Reputation: 2460
I have a string representing a HTML snippet like this:
const bookString = "<h1>Chapter 1: The Beginning</h1>
<p>It was a dark and stormy night...</p>
<p>Tom ran up the stairs...</p>
<p>A shot rang out!</p>
<h1>Chapter 2: A Day at the Zoo</h1>
<p>The door swung open...</p>"
You get the idea, it's a book where I only expect to see h1, p, em/strong/i/b tags. (This comes from the library Mammoth which takes a Word document and gives me a HTML string.) I want to write some JS that splits it up based on chapter, like so:
const chapters = [
{
title: "The Beginning",
content:
"<p>It was a dark and stormy night...</p>
<p>Tom ran up the stairs...</p>
<p>A shot rang out!</p>"
]
}
];
Then I can pass that to an ebook-generating library.

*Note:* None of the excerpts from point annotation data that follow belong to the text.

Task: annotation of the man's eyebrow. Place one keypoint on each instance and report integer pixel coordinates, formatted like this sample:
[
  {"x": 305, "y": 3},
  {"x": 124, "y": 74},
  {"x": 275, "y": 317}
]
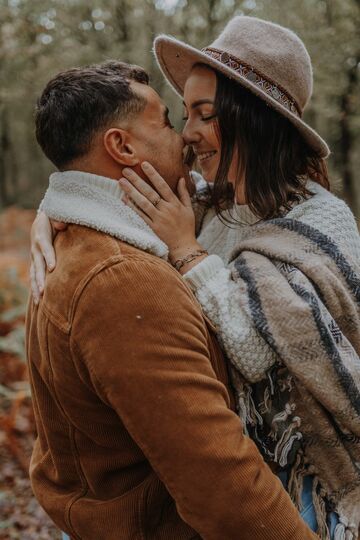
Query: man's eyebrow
[{"x": 199, "y": 102}]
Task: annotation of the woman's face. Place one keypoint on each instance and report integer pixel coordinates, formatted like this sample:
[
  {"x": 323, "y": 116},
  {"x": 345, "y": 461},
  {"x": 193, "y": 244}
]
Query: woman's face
[{"x": 201, "y": 129}]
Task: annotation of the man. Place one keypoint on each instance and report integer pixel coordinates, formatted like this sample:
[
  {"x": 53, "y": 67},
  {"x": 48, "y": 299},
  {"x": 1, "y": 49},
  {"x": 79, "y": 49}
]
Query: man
[{"x": 136, "y": 436}]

Should I use a HTML parsing library like Cheerio to do this? I can't quite figure out selections, like "for each h1
, save a title, then for each p
following that h1
, push to array..." Or should I use regexes, despite the common advice to never use regexes on HTML?
Upvotes: 1
Views: 890
Reputation: 42736
If you want to use Cheerio, you can use the nextUntil()
method to get all elements up to one identified by a passed selector
//get all elements until the next h1 is encountered
$('h1').nextUntil('h1')
Using that you can then just map()
over the h1 collection getting each set of contents and finally create your object
const chapters = $('h1').map((index,h1)=>{
let content = $(h1).nextUntil('h1').map((index,p)=>$.html(p)).get().join('');
return {
title:$(h1).html(),
content:content
};
}).get();
Upvotes: 3
Reputation: 130105
One way would be to use a series of split
s to sort the string and break it into parts, and then do some cleanup and build a new Array by mapping the initial "broken" string and internally split again to get the (clean) title & content
var bookString = `<h1>Chapter 1: The Beginning</h1>
<p>It was a dark and stormy night...</p>
<p>Tom ran up the stairs...</p>
<p>A shot rang out!</p>
<h1>Chapter 2: A Day at the Zoo</h1>
<p>The door swung open...</p>`;
var chapters = bookString.split('<h1>').filter(n => n).map(text => {
var cut = text.replace(/\n/g, '').split(': ')[1].split('</h1>');
return {
title : cut[0],
content : cut[1]
}
});
console.log(chapters);
Upvotes: 3